No apta para señoritas: las penas de la ansiedad

No apta para señoritas: las penas de la ansiedad

La ansiedad es una cosa muy jodida. Sigue siendo un tema del que poco hablamos públicamente porque sentimos pena. Pena en dos sentidos: en el de vergüenza y en el de padecimiento.

Vergüenza porque saberse ansioso nos ubica en nuestros entornos como incapaces e incomprendidos. ¿Por qué sentir ansiedad cuando las condiciones materiales son amables? ¿Por qué si tenemos alimento, techo, amigos, familia y amores? Pues precisamente porque somos seres complejos y, más allá de aquello que algunos consideran necesidades básicas (muy replanteadas, por lo demás), los seres humanos tenemos necesidad también de reconocimiento, de entendimiento, de participación, de libertad, entre otras, y el contexto social en el que vivimos no es precisamente el que mejor espacio para ello nos brinde;  al contrario, es injusto, exigente, acelerado y nos pone en un estado repetitivo de incertidumbre y desubique.

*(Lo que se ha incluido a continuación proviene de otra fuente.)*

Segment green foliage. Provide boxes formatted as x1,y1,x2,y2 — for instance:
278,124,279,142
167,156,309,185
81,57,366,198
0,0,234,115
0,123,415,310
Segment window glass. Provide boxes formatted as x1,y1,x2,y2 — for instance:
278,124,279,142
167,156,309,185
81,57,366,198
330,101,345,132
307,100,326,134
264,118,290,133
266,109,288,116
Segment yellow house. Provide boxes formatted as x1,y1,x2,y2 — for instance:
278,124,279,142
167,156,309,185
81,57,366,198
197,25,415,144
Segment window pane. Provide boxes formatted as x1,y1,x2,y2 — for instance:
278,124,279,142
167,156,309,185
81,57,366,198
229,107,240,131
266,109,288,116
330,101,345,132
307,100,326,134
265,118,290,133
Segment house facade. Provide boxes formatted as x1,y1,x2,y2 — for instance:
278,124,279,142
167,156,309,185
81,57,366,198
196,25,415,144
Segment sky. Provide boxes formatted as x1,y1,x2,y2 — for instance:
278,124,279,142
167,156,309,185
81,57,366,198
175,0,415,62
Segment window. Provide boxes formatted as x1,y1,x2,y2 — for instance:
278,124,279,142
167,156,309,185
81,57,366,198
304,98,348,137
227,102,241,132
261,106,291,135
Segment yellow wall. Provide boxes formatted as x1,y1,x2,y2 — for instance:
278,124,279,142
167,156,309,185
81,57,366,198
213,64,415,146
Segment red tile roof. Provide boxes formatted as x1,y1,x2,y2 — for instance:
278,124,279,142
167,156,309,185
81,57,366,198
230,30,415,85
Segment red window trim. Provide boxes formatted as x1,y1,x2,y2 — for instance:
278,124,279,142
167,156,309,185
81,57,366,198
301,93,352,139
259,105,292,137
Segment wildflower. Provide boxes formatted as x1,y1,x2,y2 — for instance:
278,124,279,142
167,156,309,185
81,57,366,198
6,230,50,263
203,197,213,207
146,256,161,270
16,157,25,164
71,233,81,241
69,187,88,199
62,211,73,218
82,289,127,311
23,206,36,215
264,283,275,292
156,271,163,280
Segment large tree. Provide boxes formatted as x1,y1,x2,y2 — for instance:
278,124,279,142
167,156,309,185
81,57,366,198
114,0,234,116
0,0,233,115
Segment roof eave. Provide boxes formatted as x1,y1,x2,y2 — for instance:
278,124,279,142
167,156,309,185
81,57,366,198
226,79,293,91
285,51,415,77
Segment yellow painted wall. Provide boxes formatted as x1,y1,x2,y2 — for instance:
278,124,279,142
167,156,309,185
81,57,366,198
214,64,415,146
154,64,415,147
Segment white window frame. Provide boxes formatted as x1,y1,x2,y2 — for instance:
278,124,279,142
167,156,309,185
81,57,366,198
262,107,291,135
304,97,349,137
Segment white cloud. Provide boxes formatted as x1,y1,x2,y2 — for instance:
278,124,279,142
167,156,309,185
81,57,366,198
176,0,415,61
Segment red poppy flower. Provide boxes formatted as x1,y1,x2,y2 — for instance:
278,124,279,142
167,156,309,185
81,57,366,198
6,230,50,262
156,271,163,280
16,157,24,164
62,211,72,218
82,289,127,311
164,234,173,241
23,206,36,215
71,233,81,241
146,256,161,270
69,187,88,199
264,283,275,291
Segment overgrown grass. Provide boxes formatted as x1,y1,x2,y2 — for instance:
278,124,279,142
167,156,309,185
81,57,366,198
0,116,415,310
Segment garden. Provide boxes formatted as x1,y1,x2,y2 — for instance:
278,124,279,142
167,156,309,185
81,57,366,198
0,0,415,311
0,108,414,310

Padecimiento porque el cuerpo en sus dimensiones material y espiritual no se halla. El cerebro se revoluciona y no hay concentración posible. Entonces, la ansiedad nos genera pena porque no es fácil comprender qué pasa con nosotros cuando nuestros sistemas químicos y biológicos no logran consistencia. Mientras tratamos de hacer una cosa pensamos en las cuentas por pagar, en el bombillo que titila, en los pies fríos, en “me quiere-no me quiere”. Truenan los dedos, los párpados se apresuran, el corazón se estalla, los pulmones no aguantan, las piernas bailan.

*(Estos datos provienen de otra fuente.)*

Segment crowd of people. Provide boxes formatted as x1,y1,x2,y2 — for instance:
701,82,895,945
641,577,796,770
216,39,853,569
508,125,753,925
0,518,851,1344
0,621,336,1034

¿Qué hacemos, entonces? Las penas de la ansiedad nos desbordan y por eso tendremos que ponerlas en la agenda pública con mayor ímpetu. Insistir en que la época que nos correspondió es, especialmente, detonadora de nuestras explosiones ansiosas y que estas afectan la cotidianidad de quien las vive y de quienes están a su alrededor. No se trata de poner todas las causas de la ansiedad afuera, en el mundo cruel, pero sí de ubicar que hay asuntos que nos superan y nos apabullan.

Cabe, claro, asumir la responsabilidad individual de reconocer nuestros padecimientos y buscar formas de solucionarlos. Hablar con los cercanos, ser conscientes de las propias posibilidades y de los límites y hacer terapia. Sin embargo, esa determinación del ansioso además de íntima, es, insisto, un asunto público. Y lo es porque para ir constantemente donde el terapeuta y, si corresponde, asistir al psiquiatra y tomar medicina, exige, por lo menos, de ingresos económicos estables para poder pagar esas opciones; mientras tanto lo que abunda es el desempleo, la informalidad y el trabajo mal pago; un círculo que multiplica la ansiedad.

De nuevo, ¿qué hacemos, entonces? Tal vez, primero, reconocer los síntomas y buscar ayuda en las redes más cercanas. Cuidar de nosotros y de los nuestros. Y luego, seguir alzando la voz para que los padecimientos mentales sean atendidos por el gobierno con políticas públicas consistentes y que así dejen de ser los temas que muchos padecemos y pocos asumen. Y, con mayor contundencia, que los gobiernos atiendan las causas sociales que generan la ansiedad. Es decir, obrar en las causas, no solo en las consecuencias.

Ad portas de elecciones, nos queda revisar con lupa cuál candidato tiene la salud mental como uno de los ejes de su plan. Que no nos de pena hacer seguimiento y exigir.